FDA Commissioner Stephen Hahn told reporters he thinks the federal guidelines for vaccination, which recommend starting with health workers and nursing home staff and employees, make sense.
However, Hahn said he thinks “it’s reasonable” to expand the groups, and not get too fixated on finishing one before moving on to others, such as essential workers, first responders or people over the age of 65.
The ultimate goal is to vaccinate as many people as possible, Hahn said, and in cases where people may be hesitant to get a shot, it doesn’t make sense to keep those doses on a shelf or let them go to waste.
“I would strongly encourage that we move forward with giving states the opportunity to be more expansive in who they can give the vaccine to,” Hahn said during an Alliance for Health Policy event.
Hahn said the decision is ultimately up to individual governors, but there should be “a data- and science-driven approach to this.”
Most states drew up plans that initially followed guidance from the Centers for Disease Control and Prevention (CDC) for the first phase of vaccinations. But the rollout has been slow, marred by a lack of federal funding and unclear communication about the number of doses coming each week.
More than 21.4 million doses of vaccine had been distributed across the U.S. as of Thursday, but just over 5.9 million doses have been administered, according to the CDC.
Recently, federal officials have expressed concern that strict adherence to the prioritization plans is contributing to the slowdown.
Health and Human Services Secretary Alex Azar on Wednesday urged governors not to micromanage the vaccination process. He said it’s better to get shots into arms quickly, even if every single health worker hasn’t been vaccinated yet.
“Right now, there is no reason that states need to complete, say, vaccinating all health care providers, before opening up vaccinations to older Americans or other, especially vulnerable populations,” Azar said.
While many states are changing plans on the fly, others have held steadfast to their initial rules, refusing to let providers vaccinate anyone who falls outside the narrow categories in group “1a.”
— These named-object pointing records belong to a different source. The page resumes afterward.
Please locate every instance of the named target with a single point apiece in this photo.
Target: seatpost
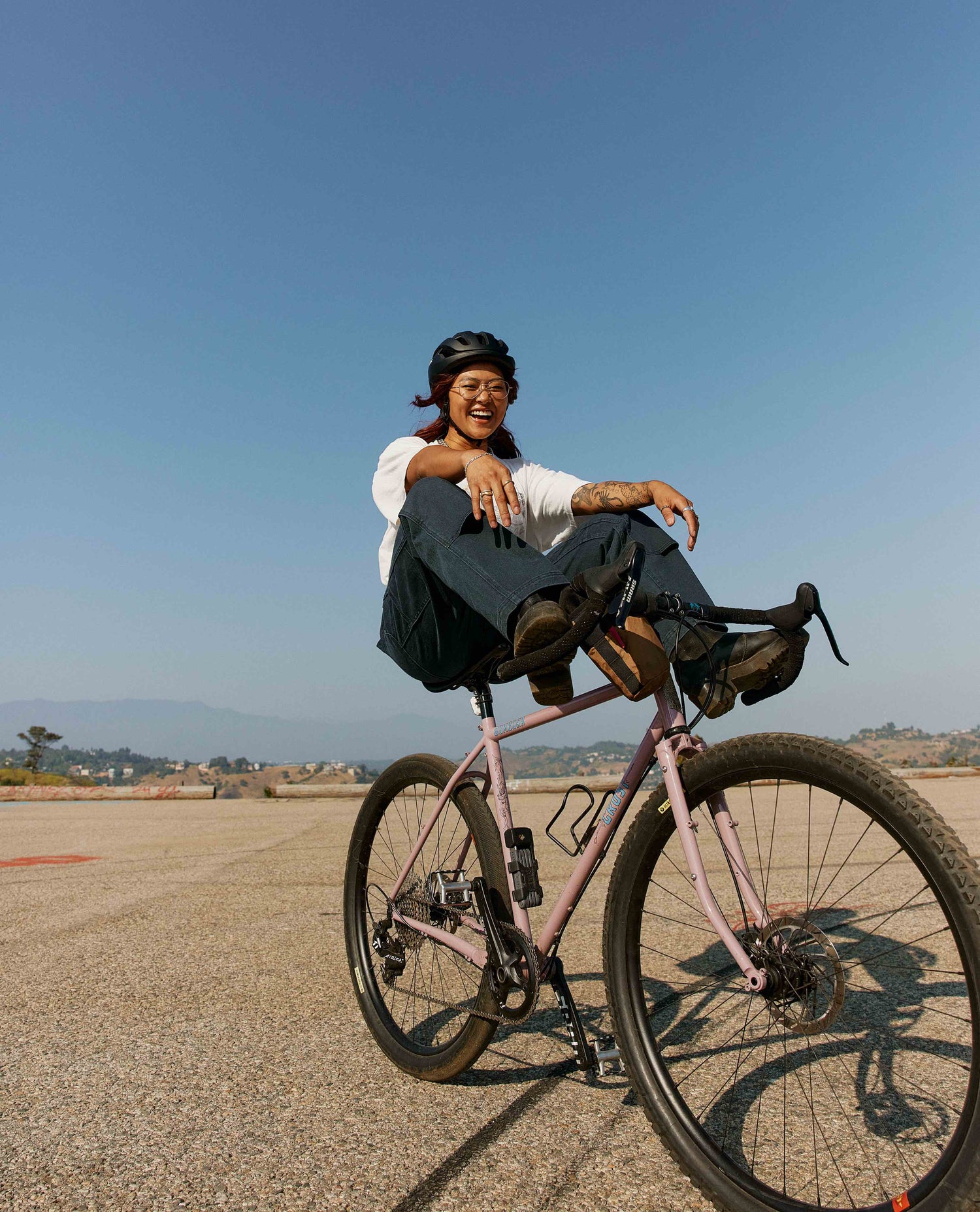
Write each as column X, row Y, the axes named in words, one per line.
column 482, row 700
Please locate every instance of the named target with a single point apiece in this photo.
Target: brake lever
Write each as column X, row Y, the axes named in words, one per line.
column 622, row 611
column 818, row 610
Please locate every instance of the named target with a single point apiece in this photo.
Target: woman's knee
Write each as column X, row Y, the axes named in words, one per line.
column 432, row 490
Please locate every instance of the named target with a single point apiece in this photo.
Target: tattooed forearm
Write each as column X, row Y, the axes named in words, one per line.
column 611, row 497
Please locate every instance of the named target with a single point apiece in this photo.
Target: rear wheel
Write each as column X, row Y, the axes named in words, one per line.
column 421, row 1000
column 853, row 1080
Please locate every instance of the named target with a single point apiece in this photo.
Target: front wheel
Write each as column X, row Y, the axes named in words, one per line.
column 852, row 1081
column 422, row 1000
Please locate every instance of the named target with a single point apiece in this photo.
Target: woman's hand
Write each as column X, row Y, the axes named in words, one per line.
column 490, row 482
column 619, row 497
column 670, row 502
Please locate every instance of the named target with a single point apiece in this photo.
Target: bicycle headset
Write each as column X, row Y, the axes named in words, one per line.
column 469, row 347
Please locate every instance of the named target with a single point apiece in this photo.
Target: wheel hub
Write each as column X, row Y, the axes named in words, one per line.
column 805, row 978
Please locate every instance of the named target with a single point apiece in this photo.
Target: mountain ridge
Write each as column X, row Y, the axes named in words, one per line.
column 197, row 731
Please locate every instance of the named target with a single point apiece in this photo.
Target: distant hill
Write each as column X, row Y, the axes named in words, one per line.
column 913, row 747
column 194, row 731
column 197, row 732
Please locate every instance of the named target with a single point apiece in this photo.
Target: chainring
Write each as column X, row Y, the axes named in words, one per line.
column 532, row 972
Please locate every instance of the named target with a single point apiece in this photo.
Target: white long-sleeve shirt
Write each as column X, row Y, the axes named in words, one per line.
column 544, row 520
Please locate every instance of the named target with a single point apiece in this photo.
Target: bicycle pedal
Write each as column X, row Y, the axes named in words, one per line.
column 608, row 1060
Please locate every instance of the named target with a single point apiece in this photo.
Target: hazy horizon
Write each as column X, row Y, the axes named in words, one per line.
column 732, row 248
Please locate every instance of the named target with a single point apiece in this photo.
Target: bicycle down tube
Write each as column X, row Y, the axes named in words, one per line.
column 655, row 742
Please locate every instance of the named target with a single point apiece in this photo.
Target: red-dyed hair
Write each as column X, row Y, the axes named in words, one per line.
column 502, row 443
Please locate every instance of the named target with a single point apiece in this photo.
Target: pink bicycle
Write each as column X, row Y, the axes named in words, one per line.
column 790, row 945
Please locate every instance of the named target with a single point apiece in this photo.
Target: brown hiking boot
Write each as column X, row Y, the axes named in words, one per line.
column 743, row 661
column 540, row 623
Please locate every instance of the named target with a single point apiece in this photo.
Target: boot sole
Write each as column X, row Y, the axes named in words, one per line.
column 750, row 674
column 550, row 686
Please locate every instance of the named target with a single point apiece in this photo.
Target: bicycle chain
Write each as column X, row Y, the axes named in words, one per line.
column 508, row 931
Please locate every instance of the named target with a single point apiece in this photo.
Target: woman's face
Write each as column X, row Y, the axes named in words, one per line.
column 479, row 401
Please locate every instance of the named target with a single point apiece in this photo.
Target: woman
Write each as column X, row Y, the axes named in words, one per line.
column 468, row 570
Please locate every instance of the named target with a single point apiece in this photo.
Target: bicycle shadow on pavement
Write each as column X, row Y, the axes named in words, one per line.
column 872, row 1039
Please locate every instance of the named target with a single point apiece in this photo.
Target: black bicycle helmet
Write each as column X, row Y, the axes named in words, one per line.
column 469, row 347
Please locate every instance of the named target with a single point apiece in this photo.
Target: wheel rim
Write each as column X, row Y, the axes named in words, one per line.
column 851, row 1101
column 429, row 1004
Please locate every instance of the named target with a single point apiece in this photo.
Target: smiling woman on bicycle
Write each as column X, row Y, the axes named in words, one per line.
column 482, row 542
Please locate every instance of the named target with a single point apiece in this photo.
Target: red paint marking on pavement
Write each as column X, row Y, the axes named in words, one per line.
column 48, row 859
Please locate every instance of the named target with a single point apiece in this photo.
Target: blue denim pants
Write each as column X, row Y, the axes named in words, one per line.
column 456, row 583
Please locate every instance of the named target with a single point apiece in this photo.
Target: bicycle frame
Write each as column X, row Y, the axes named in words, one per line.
column 666, row 737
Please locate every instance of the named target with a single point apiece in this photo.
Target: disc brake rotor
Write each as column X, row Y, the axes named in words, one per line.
column 806, row 988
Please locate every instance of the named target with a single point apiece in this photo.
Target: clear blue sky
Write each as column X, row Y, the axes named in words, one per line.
column 732, row 246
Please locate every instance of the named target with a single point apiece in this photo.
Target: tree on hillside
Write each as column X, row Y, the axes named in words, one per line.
column 38, row 740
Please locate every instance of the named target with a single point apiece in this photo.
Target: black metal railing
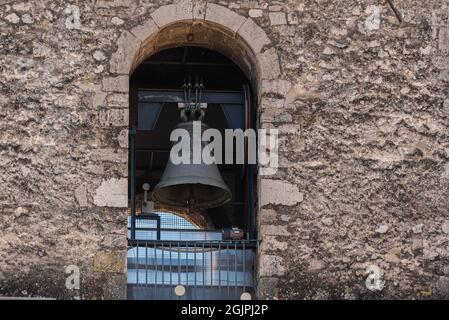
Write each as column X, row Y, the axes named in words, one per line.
column 214, row 269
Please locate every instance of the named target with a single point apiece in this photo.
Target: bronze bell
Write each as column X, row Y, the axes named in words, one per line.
column 193, row 186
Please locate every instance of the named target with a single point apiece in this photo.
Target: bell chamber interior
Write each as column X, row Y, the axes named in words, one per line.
column 155, row 92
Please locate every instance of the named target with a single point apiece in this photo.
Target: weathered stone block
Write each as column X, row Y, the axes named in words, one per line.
column 118, row 100
column 443, row 39
column 113, row 117
column 277, row 18
column 224, row 16
column 279, row 192
column 254, row 35
column 112, row 193
column 81, row 196
column 145, row 30
column 122, row 60
column 267, row 288
column 116, row 84
column 269, row 64
column 109, row 262
column 277, row 86
column 182, row 10
column 271, row 265
column 274, row 230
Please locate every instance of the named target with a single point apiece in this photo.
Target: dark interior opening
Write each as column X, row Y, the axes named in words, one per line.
column 156, row 89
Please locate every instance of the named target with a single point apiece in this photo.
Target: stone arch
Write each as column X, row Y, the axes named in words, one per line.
column 197, row 23
column 214, row 27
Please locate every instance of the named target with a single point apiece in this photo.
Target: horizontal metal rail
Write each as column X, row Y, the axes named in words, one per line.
column 248, row 244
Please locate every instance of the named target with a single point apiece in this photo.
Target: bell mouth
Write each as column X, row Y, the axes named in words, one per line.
column 207, row 195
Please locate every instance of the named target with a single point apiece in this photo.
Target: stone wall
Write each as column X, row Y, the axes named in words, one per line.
column 360, row 99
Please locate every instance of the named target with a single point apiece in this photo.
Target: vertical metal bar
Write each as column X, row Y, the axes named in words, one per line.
column 179, row 263
column 219, row 270
column 244, row 266
column 195, row 268
column 146, row 264
column 137, row 264
column 155, row 268
column 163, row 269
column 186, row 266
column 158, row 226
column 203, row 271
column 132, row 135
column 171, row 275
column 211, row 270
column 235, row 269
column 228, row 269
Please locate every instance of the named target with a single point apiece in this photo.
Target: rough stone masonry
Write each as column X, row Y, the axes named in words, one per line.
column 361, row 101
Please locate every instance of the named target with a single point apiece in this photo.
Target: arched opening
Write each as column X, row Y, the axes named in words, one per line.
column 208, row 251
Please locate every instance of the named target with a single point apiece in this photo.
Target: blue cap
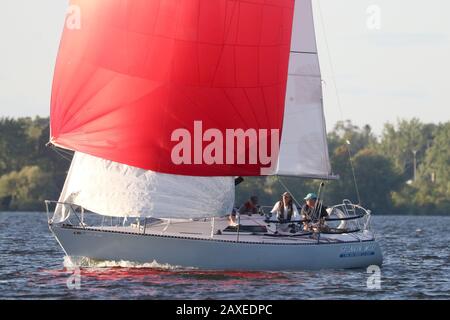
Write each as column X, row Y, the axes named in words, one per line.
column 311, row 196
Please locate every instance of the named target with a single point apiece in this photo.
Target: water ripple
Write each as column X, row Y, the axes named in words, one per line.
column 32, row 266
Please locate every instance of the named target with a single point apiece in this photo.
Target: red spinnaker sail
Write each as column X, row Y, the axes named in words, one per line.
column 130, row 72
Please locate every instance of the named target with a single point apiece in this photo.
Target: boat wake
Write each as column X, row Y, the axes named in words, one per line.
column 84, row 262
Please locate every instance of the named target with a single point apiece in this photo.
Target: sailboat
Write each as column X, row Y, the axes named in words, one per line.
column 165, row 103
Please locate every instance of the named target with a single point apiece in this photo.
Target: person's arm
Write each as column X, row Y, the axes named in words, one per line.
column 296, row 214
column 274, row 211
column 303, row 213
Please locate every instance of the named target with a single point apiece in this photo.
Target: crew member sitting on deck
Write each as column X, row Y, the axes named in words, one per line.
column 285, row 210
column 249, row 207
column 314, row 211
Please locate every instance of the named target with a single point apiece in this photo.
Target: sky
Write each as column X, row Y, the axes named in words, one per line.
column 381, row 60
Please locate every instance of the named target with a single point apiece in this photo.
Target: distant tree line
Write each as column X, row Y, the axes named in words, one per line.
column 404, row 171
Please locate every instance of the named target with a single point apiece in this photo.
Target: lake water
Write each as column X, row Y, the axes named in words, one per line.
column 416, row 266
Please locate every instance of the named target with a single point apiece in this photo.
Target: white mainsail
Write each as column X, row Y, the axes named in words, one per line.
column 114, row 189
column 303, row 148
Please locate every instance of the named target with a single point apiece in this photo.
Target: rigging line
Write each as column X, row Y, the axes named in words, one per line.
column 286, row 188
column 62, row 153
column 353, row 172
column 333, row 80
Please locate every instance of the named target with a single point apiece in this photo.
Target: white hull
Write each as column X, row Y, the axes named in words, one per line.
column 219, row 252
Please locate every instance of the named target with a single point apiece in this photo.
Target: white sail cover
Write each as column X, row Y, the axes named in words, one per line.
column 118, row 190
column 303, row 149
That tension is most on display in New York, where an executive order from Gov. Andrew Cuomo (D) threatens providers with a potential $1 million fine for vaccinating someone outside the state’s eligibility protocols.
At the same time, hospitals will also face a $100,000 fine and risk not receiving further coronavirus vaccine shipments if they don’t administer doses within a week of getting them.
New York Mayor Bill de Blasio (D) has been pleading for more flexibility. Close to 30 percent of health workers in the city have declined a chance to be vaccinated, but hospitals aren’t allowed to give the shots to others who may want it, like people over the age of 75, first responders or transit workers.
De Blasio said Friday the city has 270,000 unused vaccine doses and is waiting for the state to allow them to be used on people age 75 and older.